By: Jonathan Kwan
April 7, 2007
Personally, I have to admit, I am not a big fan of notebook coolers. With regards to the fact that laptops do often generate their own share of heat, from my experience the energy exerted from the computer is within my tolerance level. However, laptop heat dissipator manufacturers are in a big business -- and you'll find a large variety of them on the market today. The most common are plastic or aluminum constructed rectangular prisms with a couple of fans to move heat -- this moving air -- away from the heat source. However, while they may be effective, they are not very portable; and for on-the-go users you'll want the most out of your battery. To use the chemical retained energy to both generate heat and dissipate heat may not be the best idea yet. Thermaltake, one of the largest computer cooling and related manufacturers in the world, recently released their Thermaltake iXoft notebook cooling pad. Without the use of mechanical means to artificially remove heat, the designers have implemented chemical means instead. Today, we'll investigate into how it works, and most importantly, how important it works. Trust me, this may prove to be very interesting, and possibly educational (Editor's note: Definitely educational)!

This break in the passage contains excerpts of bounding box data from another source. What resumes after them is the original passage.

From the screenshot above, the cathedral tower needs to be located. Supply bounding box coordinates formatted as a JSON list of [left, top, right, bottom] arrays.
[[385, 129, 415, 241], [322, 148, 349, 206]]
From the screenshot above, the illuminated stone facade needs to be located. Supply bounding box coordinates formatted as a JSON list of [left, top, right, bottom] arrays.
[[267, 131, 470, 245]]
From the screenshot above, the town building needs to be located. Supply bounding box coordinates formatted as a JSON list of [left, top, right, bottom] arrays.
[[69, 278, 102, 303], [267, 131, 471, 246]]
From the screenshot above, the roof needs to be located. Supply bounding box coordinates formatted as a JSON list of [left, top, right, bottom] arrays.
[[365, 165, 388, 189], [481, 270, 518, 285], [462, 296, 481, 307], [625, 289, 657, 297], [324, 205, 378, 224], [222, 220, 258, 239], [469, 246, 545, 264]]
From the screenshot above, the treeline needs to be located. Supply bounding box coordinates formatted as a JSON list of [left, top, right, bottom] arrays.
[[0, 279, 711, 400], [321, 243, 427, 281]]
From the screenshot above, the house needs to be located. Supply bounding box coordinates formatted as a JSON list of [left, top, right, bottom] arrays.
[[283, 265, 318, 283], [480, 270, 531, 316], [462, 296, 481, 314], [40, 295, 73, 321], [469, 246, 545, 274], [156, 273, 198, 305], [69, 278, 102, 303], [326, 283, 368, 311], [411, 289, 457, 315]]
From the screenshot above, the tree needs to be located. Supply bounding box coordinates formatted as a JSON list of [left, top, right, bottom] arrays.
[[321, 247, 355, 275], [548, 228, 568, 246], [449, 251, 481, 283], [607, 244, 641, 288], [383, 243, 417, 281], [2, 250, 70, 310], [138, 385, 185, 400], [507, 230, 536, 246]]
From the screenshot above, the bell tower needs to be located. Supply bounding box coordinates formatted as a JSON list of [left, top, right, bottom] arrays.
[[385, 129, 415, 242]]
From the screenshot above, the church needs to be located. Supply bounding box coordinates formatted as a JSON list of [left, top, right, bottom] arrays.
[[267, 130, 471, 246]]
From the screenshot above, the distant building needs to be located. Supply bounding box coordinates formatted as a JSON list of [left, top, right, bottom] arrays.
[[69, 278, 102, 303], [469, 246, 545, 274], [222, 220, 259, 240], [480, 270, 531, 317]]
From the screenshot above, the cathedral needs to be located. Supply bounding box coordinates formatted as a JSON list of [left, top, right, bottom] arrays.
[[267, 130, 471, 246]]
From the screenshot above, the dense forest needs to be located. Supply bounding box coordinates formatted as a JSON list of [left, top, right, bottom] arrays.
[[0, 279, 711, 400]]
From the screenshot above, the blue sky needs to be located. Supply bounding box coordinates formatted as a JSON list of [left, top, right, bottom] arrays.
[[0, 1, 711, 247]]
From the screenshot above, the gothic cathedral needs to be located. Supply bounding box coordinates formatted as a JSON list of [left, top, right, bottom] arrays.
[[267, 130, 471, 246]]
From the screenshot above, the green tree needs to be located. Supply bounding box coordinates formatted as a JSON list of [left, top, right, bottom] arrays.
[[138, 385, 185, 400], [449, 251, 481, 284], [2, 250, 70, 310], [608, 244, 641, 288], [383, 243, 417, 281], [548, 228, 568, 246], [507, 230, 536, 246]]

Our package containing the Thermaltake iXoft came in an unusually large and light box using FedEx Ground. It was literally very light, and definitely caught my attention with such a large box. It's a way to make us excited enough to open it up to see what's taking up so much room, haha.
I was extremely surprised at the amount of styrofoam packing peanuts utilized to protect the Thermaltake iXoft. Our evaluation unit arrived in retail packaging -- after all, there's nothing really to possibly damage regardless of how rough shipping torture may be -- but it's always nice to see manufacturers taking very good care of the products so it arrives in more than excellent condition. And the Thermaltake iXoft's retail packaging itself did not experience any damage either. Woot!
Out of the blister pack, you will get a unit of the Thermaltake iXoft. The Thermaltake iXoft, at time of reviewing, was available in either black or white. Our unit is the black version. There's nothing else included besides the wraparound cardboard feature sheet that's designed to be viewable from the outside of the clear plastic packaging.
Knowing how much I hate opening blister packs (I assume the same goes with you as well), I just grabbed a boxcutter and cut it open. I am not too inspired by any other ideas.
The design of the Thermaltake iXoft is quite simple; our black unit has a red border with "iXoft" written on the top left corner, and a Thermaltake tag on the right edge. Because the Thermaltake iXoft contains a salt inside (More on this on Page 2 of this review), it can be folded even when it's in a solid state. This creates very convenient and easy transportation. There's nothing to worry about besides ripping the whole thing apart. And you're going to have to be very rough to do that!
Before we move on, let's take a look at the specifications of the Thermaltake iXoft, as obtained from Thermaltake's site:
Material: Sodium Sulfate Decahydrate Na2SO4.10H2O
Noise Level: 0 dBA
The weight is 640g. Not bad at all for a laptop cooling pad!